Saint Anna - Reflection from Rev. Mees Tielens, Curate
This Sunday we’re celebrating St. Anna’s Day, our patronal feast.
“What’s in a name? That which we call a rose/by any other name would smell just as sweet,” Shakespeare famously wrote in “Romeo and Juliet.” And though I would not lightly contradict Shakespeare, and when it comes to the Capulets and Montagues, his point is well taken, it’s not a quote I would apply to St. Anna’s. Because the act of naming yourself isn’t a trivial one; it is an identity marker. That’s true if you change your name when you get married, or transition, and also for merged congregations. Naming yourself is a way of shaping your future, saying out loud for other people to hear and affirm: this is who I want to be.
And all of the saints and feasts this congregation could have chosen, it chose Anna Alexander as its patron saint. St. Anna (1865-1947), born to former slaves in Georgia, her own mother the result of rape by a white overseer. It chose to stake its identity on the first African-American deaconess (what we would now call a deacon) in the Episcopal Church, who served the poor people around her faithfully as a teacher and lender of aid (both material and spiritual) to anyone who was in need. You can read more about her here–including how, when the diocese split and the new bishop stopped supporting African-American Episcopal ministries, she and her community didn’t stop their work, but just made do. She took her cues from Jesus, not the diocese, continuing to love even when she was not loved in return:
Still, if Anna Alexander lived in a society that was often hateful, she eschewed hate. Though shrewdly aware of realities, for her the burden of race in a racist society was secondary to the values of work and learning. Anger she rejected as a wasteful emotion. Love energized. Convinced that application would be rewarded by accomplishment, she set an example for her pupils by both demanding and giving respect. Fundamentally a Christian educator, she taught Christian values and hope in a world where faith was all too easily eroded and dreams destroyed.[1]
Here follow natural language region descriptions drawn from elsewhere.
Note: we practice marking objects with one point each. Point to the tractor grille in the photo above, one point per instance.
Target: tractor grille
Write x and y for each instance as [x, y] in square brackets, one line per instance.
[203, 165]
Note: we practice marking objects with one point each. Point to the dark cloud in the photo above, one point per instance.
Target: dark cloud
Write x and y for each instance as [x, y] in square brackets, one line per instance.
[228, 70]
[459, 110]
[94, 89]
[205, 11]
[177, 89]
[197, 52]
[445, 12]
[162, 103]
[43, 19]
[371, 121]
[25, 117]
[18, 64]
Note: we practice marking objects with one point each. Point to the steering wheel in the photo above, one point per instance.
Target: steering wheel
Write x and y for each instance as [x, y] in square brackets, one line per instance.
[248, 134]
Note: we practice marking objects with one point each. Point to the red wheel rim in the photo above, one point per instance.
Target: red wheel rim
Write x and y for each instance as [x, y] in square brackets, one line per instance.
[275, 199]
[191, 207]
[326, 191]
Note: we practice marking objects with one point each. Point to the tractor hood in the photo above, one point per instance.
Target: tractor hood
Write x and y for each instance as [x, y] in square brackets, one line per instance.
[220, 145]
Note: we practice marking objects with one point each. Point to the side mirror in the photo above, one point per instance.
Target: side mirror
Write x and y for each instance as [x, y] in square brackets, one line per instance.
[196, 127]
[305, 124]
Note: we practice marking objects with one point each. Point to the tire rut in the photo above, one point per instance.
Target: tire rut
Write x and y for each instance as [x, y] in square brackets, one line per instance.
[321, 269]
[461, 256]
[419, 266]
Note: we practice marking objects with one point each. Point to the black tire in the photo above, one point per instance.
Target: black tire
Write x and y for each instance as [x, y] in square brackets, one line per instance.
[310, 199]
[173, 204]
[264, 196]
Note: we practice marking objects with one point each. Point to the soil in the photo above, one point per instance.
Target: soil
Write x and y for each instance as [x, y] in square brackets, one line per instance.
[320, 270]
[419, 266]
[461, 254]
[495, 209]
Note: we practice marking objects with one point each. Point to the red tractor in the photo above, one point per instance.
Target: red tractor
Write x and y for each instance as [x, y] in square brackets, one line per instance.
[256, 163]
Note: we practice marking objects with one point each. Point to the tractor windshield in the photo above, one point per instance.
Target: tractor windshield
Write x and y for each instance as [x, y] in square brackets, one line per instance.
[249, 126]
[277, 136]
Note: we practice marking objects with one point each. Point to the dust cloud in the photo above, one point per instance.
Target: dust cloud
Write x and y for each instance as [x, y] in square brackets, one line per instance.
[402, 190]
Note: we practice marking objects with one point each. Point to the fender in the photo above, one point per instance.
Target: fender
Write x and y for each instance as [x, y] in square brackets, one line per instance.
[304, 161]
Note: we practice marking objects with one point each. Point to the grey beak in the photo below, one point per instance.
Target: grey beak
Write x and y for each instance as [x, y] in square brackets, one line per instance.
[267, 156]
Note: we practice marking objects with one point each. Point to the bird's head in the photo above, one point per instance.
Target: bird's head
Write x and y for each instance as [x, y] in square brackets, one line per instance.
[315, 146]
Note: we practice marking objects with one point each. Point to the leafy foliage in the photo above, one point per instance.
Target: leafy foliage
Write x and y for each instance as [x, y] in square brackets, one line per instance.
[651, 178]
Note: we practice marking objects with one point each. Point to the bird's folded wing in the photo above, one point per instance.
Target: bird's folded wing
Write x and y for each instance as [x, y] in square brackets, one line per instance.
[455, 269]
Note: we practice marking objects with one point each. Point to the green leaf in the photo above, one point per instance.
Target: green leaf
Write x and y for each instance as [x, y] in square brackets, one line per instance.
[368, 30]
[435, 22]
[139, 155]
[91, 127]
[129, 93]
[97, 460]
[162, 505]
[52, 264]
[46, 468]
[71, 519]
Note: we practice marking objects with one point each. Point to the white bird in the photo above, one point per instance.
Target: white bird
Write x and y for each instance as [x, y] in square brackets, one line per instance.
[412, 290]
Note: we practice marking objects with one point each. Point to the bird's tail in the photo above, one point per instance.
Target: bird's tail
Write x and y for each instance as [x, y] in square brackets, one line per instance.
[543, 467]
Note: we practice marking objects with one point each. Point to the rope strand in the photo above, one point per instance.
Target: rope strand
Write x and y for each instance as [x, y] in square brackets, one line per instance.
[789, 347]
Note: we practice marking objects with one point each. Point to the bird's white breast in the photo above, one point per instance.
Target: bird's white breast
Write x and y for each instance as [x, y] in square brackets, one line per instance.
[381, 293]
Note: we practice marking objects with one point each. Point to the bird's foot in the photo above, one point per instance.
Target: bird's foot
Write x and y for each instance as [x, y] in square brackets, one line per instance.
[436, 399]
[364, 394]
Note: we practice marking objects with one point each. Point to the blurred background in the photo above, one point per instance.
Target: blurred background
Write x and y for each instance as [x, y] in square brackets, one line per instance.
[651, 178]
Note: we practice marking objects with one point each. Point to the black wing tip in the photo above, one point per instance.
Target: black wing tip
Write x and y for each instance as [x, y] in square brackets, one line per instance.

Thinking of all of the challenges Anna Alexander faced, and the example she set, thinking of the inequality around us, the divisive and dehumanizing political rhetoric we hear around us, thinking of the children learning and playing at Kimball Elementary just down the street, the families who get their food from Hope House, and the joys and hardships of your lives, too, I can’t see choosing St. Anna as your patron saint as anything other than an act of hope and love. For yourselves as parishioners, for Antioch, for Contra Costa County, and for the Diocese of California. And I pray we never lose sight of that love, and that hope, as Anna Alexander embodied it. May we always strive to live up to the name we gave ourselves.